Sunday, August 17, 2008; B08
The growing problem of home foreclosures in the Washington region and specifically in Montgomery County has affected an already uncertain economic situation and caused suffering for families who have seen their piece of the American dream slip between their fingers.
Montgomery County had a total of 1,468 foreclosures in April and May, while it had 1,646 during the first three months of the year. Both figures dwarf the 183 foreclosures in the county during the first three months of 2007. The hardest-hit areas include Gaithersburg, Germantown, Wheaton and Aspen Hill. In Montgomery County, foreclosures seem to cluster in the sector of "starter" detached homes and older townhouses.
To tackle this problem, we must work to prevent foreclosures before they happen. Roughly 60 percent of borrowers facing foreclosure have never talked with their lender or a counselor. In many cases, there may be opportunities to work difficulties out and prevent foreclosures. To help in this effort, the county has:
· Organized public meetings throughout the county to reach at-risk homeowners with information on what they can do to save their homes.
· Partnered with the state to fund the foreclosure counseling necessary to problem-solve with homeowners. Nonprofits funded under this program are working with about 200 families. We are seeking to add more federally certified counselors and will be providing training in the county to increase the available pool of foreclosure counselors.
· Matched $2.5 million in state funding with $2.5 million from the county's Housing Initiative Fund to underwrite some potential losses of lending institutions in refinancing homeowners at risk.

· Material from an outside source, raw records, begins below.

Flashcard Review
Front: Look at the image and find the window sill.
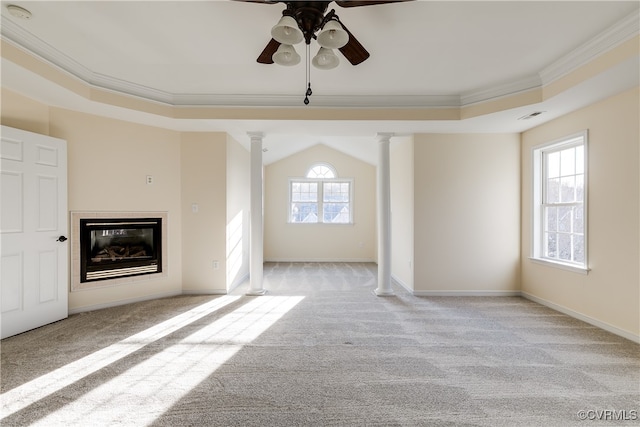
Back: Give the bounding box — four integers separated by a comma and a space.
287, 222, 355, 227
529, 257, 591, 274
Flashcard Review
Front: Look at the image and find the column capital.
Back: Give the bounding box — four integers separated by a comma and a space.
376, 132, 395, 142
247, 132, 264, 142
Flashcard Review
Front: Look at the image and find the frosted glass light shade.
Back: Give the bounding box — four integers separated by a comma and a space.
271, 44, 300, 67
271, 16, 303, 45
311, 47, 340, 70
318, 21, 349, 49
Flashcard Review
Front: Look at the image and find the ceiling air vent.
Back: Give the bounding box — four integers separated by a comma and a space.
518, 111, 544, 120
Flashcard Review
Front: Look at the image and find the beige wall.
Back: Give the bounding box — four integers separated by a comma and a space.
264, 142, 376, 261
180, 132, 227, 293
522, 88, 640, 339
414, 134, 520, 294
226, 136, 251, 290
389, 137, 414, 291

· Enlisted the county's churches, synagogues, mosques and other congregations to help spread the word about public meetings, counseling and the toll-free 1-877-462-7555 HOPE hotline to find help.

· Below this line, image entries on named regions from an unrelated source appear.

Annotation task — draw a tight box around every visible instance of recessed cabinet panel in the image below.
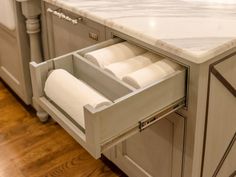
[112,114,184,177]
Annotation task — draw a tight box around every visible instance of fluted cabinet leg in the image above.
[26,16,43,63]
[16,0,48,122]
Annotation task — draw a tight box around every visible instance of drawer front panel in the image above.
[31,39,186,158]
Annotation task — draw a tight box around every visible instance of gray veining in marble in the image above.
[44,0,236,63]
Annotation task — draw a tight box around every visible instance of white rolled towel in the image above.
[44,69,111,128]
[122,59,181,89]
[84,42,146,68]
[104,52,163,79]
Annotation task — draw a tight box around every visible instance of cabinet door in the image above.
[112,113,184,177]
[203,56,236,177]
[0,1,32,104]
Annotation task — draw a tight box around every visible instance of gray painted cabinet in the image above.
[43,3,105,58]
[0,1,32,104]
[111,113,184,177]
[203,56,236,177]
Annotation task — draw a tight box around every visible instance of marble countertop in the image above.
[44,0,236,63]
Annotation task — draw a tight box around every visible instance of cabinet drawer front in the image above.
[31,38,186,158]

· Convened meetings with area banks and real estate agents to put their resources and skills to work in attacking the foreclosure issue.
· And increased our efforts to identify vacant foreclosed properties and to enforce housing codes to preserve the quality of life in neighborhoods where foreclosed properties might become an eyesore.

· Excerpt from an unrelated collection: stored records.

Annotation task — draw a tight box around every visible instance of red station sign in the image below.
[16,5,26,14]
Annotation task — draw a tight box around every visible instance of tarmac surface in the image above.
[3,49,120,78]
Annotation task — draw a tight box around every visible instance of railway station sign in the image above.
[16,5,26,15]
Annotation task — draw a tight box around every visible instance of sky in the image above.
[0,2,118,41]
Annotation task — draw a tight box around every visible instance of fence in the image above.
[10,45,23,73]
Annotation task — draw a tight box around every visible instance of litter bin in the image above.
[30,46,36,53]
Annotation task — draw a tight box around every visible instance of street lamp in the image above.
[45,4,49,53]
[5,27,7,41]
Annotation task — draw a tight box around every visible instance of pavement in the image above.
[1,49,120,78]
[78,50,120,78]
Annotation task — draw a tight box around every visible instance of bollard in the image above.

In the past few months we have inspected 400 properties and issued violation notices for overgrown vegetation or solid waste. We have secured voluntary compliance for all but 40 of those notices. In those cases, we have had the grass cut and charged the property owner.
The public purchase of foreclosed properties is an option that has received some attention. We have explored this option and have reservations about it as a cost-effective solution. While some properties are being sold for less than the full mortgage amount, this does not reflect a reduction from current property value. Many of the mortgages are for amounts in excess of the assessed real property value. In addition, rehabilitating foreclosed properties costs $15,000 on average. A better route may be our continuing work with real estate agents to determine the inventory of foreclosed homes and alternatives for disposition of those properties.
A home is where a family's story begins. Foreclosure is no kind of happy ending. While the problem is bigger than any local government can handle alone, area jurisdictions can -- and should -- use available resources to prevent as many foreclosures as possible.
-- Isiah Leggett
The writer is county executive of Montgomery County.